Jednak technicznie... to już inna para kaloszy. Gra wywaliła się u mnie już z cztery razy (co nie działo się tak często z Sercami, oraz podstawką - gdy ją później załatano), ma masę pomniejszych błędów natury technicznej. Otóż pominę już paskudną kolorystykę (ten zielono-żółty filtr), bo to nie uchybienie, a jedynie nietrafiona wizja artystyczna (na którą narzeka prawie każdy - jak patrzę u nas, na interze i w necie) ale co rusz coś się zacina w animacji (i dostaje dziwnych spazmów - łuk rycerza na turnieju, końskie uszy podczas wyścigów). A pojawianie się postaci przedmiotów oraz przenikanie przez siebie to już chleb powszedni. Zdarzają się też przesunięcia animacji względem obiektu i na przykład rycerz zsiadając ze swojego rumaka kończy tą czynność w powietrzu, metr za nim.
Poprawek graficznych jest jak na lekarstwo (a może przez te paskudne zabarwienie się ich tyle nie widzi). Ot, większy zasięg widzenia (w nowym obszarze) niż w podstawce oraz suknie ważniejszych dam na dworze (wraz z Xiężną) w końcu prezentują się naprawdę ładnie i robią wrażenie (materiał wygląda naturalnie i tak też się zachowuje - dla kontrastu włosy Jaśnie Oświeconej to okropny plastik). Na pochwałę zasługuje też wykonanie (głównie tekstur) niektórych potworów oraz gwieździste niebo nocą (wciąż zbyt jasną ale i tak minimalnie lepszą niż w podstawce). Reszta obiektów raczej bez zmian i tam gdzie była paskudna taka też pozostała.

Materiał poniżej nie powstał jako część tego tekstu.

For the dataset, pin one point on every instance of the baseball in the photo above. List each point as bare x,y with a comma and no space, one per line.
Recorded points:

O zieleni się raczej nie wypowiadam bo się do jej obrzydlistwa zdążyłem niejako przyzwyczaić przez godziny spędzone w podstawce, więc nie wiem czy teraz lekko się polepszyła, pogorszyła czy też pozostała bez zmian. Coś na miarę tego jak długo przebywa się w smrodzie (że posłużę się taką dosadną metaforą), to z czasem nos się przyzwyczaja i już go nie czujemy, stąd trudno mi zawyrokować teraz śmierdzi trochę mniej czy więcej - faktem pozostaje jednak to, że wciąż nie są to przyjemne zapachy.
Na koniec, na osłodę powiem co cieszy - starzy znajomi (w sensie potwory), które z radością się "wita" po tych latach i poznaje w nieco zmienionej (w większości lepszej, ciekawszej) formie.
O całości (oraz fabule) wypowiem się gdy skończę dodatek.